LOPEZ, J., Inception Production Designer Guy Dyas: “Only 5 Percent of Our Scenes Used Green Screen” . Available at: http://www.vanityfair.com/online/oscars/2011/01/inception [sourced on 28/06/2014] Vanity Fair, 2011.
I am now using my hand drawn elevations to piece together the white card model. The main section is the reception as this is one of the spaces that will use CGI to extend the height of the space beyond the walkway. This section is my priority for the week. The white card photos show one side of the space and some of the views, including a small section of ceiling.
To complete this space I now need to design the walkway, finish the white card floor and design the CGI guideline image for post production. I will also look at rendering a small section of this set for reference. All these jobs are part of the production designers role at the pre-production phase whether CGI is used or not. White card models are useful in determining camera angles or discussing problems.
I revisited an area that was a potential location for a night scene. In this scene one of the characters wanders the streets reading old newspapers and visiting a dirty burger bar. Shadwell provides a lot in terms of a slice of London with its cosmopolitan shops, railway, views of surrounding buildings, brickwork etc. It’s a fairly self-contained area that could be shut off for filming as it’s not a main thoroughfare. There are plenty of side streets for parking and access for electric. I will have to look into the times of the trains that run into the night as this might cause problems in terms of noise, however a few trains might add to the dirty urban feel of the scene. Below are a few photos of potential areas of alteration, including CGI. I also gathered useful measurements and guidelines for heights.
Once I’d designed the floor for the main reception space I did a white card mock-up of part of the room to see what it would look like. These pictures show some of the wall positions in relation to the ceiling and floor designs.

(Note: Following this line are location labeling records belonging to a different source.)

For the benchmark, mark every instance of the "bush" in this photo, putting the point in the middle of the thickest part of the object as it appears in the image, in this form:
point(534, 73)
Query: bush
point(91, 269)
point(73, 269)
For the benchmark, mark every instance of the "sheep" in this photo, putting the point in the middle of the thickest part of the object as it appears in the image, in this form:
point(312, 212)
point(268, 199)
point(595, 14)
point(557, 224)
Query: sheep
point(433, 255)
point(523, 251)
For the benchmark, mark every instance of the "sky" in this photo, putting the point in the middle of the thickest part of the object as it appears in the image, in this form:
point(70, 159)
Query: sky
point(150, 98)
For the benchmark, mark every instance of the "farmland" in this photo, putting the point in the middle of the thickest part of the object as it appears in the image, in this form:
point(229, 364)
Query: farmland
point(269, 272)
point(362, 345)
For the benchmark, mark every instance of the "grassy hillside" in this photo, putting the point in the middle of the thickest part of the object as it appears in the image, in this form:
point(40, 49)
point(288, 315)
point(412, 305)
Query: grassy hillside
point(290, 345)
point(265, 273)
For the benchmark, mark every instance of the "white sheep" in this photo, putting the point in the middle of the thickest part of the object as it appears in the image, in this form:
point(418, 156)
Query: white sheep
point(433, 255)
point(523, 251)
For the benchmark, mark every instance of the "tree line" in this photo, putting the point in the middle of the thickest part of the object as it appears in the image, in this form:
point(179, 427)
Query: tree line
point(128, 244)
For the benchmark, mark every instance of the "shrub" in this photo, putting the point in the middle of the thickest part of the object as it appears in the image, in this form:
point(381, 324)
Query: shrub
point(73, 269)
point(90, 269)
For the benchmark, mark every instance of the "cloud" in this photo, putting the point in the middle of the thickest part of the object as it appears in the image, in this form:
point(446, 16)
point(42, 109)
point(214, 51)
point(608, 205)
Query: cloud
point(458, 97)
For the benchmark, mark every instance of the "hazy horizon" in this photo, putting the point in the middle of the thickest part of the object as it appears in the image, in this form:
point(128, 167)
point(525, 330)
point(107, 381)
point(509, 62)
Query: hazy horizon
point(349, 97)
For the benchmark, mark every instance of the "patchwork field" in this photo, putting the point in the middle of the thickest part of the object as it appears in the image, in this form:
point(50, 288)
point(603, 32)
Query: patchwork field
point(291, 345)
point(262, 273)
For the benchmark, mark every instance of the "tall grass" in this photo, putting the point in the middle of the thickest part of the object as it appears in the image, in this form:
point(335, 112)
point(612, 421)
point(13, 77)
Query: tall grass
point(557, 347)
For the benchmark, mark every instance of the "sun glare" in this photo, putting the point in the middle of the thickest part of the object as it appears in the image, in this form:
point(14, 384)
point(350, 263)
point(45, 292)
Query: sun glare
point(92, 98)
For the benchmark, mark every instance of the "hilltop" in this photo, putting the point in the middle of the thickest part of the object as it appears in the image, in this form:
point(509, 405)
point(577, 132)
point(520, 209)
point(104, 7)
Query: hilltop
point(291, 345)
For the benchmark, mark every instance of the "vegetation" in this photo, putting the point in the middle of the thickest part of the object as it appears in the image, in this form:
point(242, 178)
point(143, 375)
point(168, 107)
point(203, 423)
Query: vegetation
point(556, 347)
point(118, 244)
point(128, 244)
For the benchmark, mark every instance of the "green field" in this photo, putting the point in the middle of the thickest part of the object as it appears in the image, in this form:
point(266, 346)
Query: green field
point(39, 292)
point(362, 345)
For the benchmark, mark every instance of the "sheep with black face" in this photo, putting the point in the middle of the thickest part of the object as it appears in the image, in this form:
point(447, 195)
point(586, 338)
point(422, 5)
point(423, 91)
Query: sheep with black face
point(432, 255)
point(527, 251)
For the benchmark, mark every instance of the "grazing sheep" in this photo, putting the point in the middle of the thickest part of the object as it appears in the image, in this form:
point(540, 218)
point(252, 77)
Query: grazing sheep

I also finalised the ceiling design for the arena space below, with the position of the metal wheel, tops of columns and various girders. There is going to be a void in the centre which could provide extra light.
Both the arena space and the reception floors/ceilings needed some consideration in terms of design. As the reception uses green screen above the walkway, I needed to design the ceiling and a floor pattern so that various camera angles were possible. This would also be the case if the entire space was to be a scaled model or CGI room. I gathering some inspiration on floor patterns, filled out some ceiling details from the visual references and came up with some final designs for the reception.
Mood board for floors:-
Then I drew out some potential floor designs:-
I decided to go for the one that was most symmetrical as it complimented the space, I then played around with some possible rendering going for a cool metallic tone.